Ruessler admits the Plan gives the Board the necessary discretionary authority to trigger abuse of discretion review, but he argues there is an additional wrinkle in his case. In Ruessler's view, a “modified” abuse of discretion review is triggered if the Board has a conflict of interest—i.e., if it decides who should receive benefits and makes the payments. Ruessler cites primarily two cases in support of this argument: McIntyre, 972 F.3d 955, and Woo v. Deluxe Corp., 144 F.3d 1157 (8th Cir. 1998).
Woo is the source of the standard for which Ruessler argues. In Woo, we stated a plaintiff could “obtain a less deferential review” if he or she “present[ed] material, probative evidence demonstrating that (1) a palpable conflict of interest or a serious procedural irregularity existed, which (2) caused a serious breach of the plan administrator's fiduciary duty to [him or] her.” 144 F.3d at 1160. Ruessler rests his argument for a less deferential review on the conflict-of-interest prong of Woo. Herein lies the problem.
The conflict-of-interest prong of Woo is no longer good law. That part of Woo was abrogated by the Supreme Court in Metropolitan Life Insurance Co. v. Glenn, 554 U.S. 105, 128 S.Ct. 2343, 171 L.Ed.2d 299 (2008). See McIntyre, 972 F.3d at 959 (acknowledging we have “repeatedly recognized” that Glenn “abrogated at least the conflict-of-interest component of Woo”). Now, under Glenn, any conflict of interest is just a factor to be weighed in the abuse of discretion analysis. See Roebuck, 992 F.3d at 737 (citing Glenn, 554 U.S. at 111–12, 128 S.Ct. 2343); Johnston v. Prudential Ins. Co. of Am., 916 F.3d 712, 714 (8th Cir. 2019). Therefore, we conclude the appropriate standard of review of the Board's decision is for an abuse of discretion, taking into consideration a conflict of interest as a factor in the analysis.

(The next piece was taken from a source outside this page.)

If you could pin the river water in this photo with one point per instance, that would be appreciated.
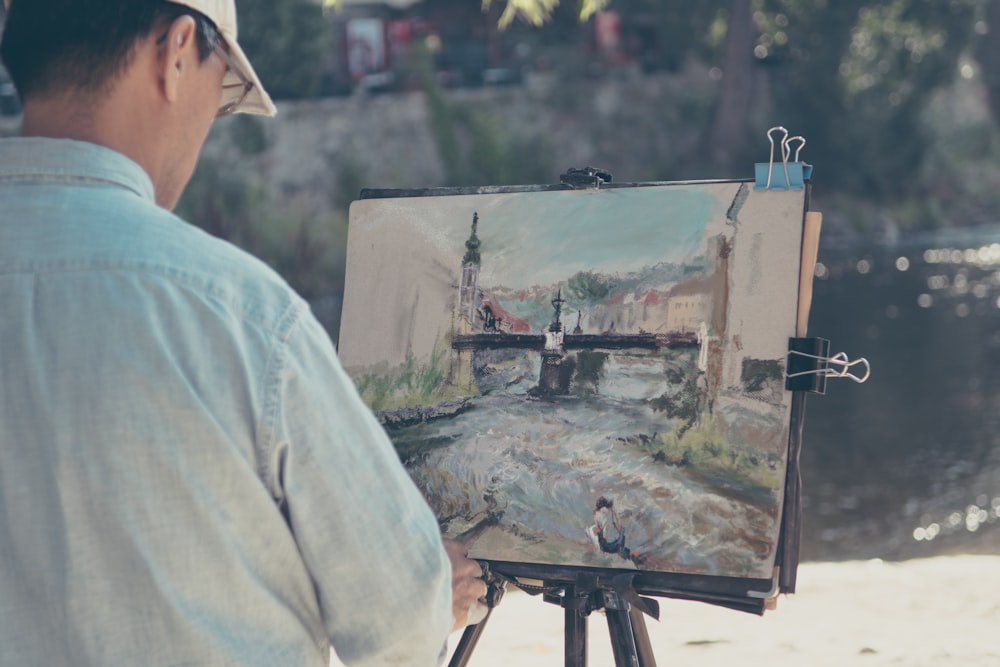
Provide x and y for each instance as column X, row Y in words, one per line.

Now, we arrive at another sticking point. The parties disagree on whether the Board has the kind of conflict of interest that must be considered under Glenn. The Board focuses on its structure—a union-affiliated benefit fund, equally controlled by employer and employee representatives, and financed by employer contributions, not the trustees—and argues that consideration of an alleged conflict of interest is not required under these circumstances. The Board refers to these as Taft-Hartley funds. We have recognized that Taft-Hartley funds are those in “a trust fund set up pursuant to the terms of the Labor Management Relations Act of 1947” and meet the requirements of 29 U.S.C. § 186, Lickteig v. Bus. Men's Assur. Co. of Am., 61 F.3d 579, 581 n.3 (8th Cir. 1995), including that “employees and employers are equally represented in the administration of such fund,” among other things. 29 U.S.C. § 186(c)(5)(B). Ruessler argues the Board has an inherent conflict of interest as both the decider and payer of benefits, i.e., it has a conflict between the Board's duty to preserve the long-term financial health of the Plan and its duty to Ruessler individually. He maintains this conflict of interest is embodied in Amendment 4. Although he admits Amendment 4 was aimed at improving the long-term financial health of the Plan, he says it was adopted at the expense of individuals like Ruessler.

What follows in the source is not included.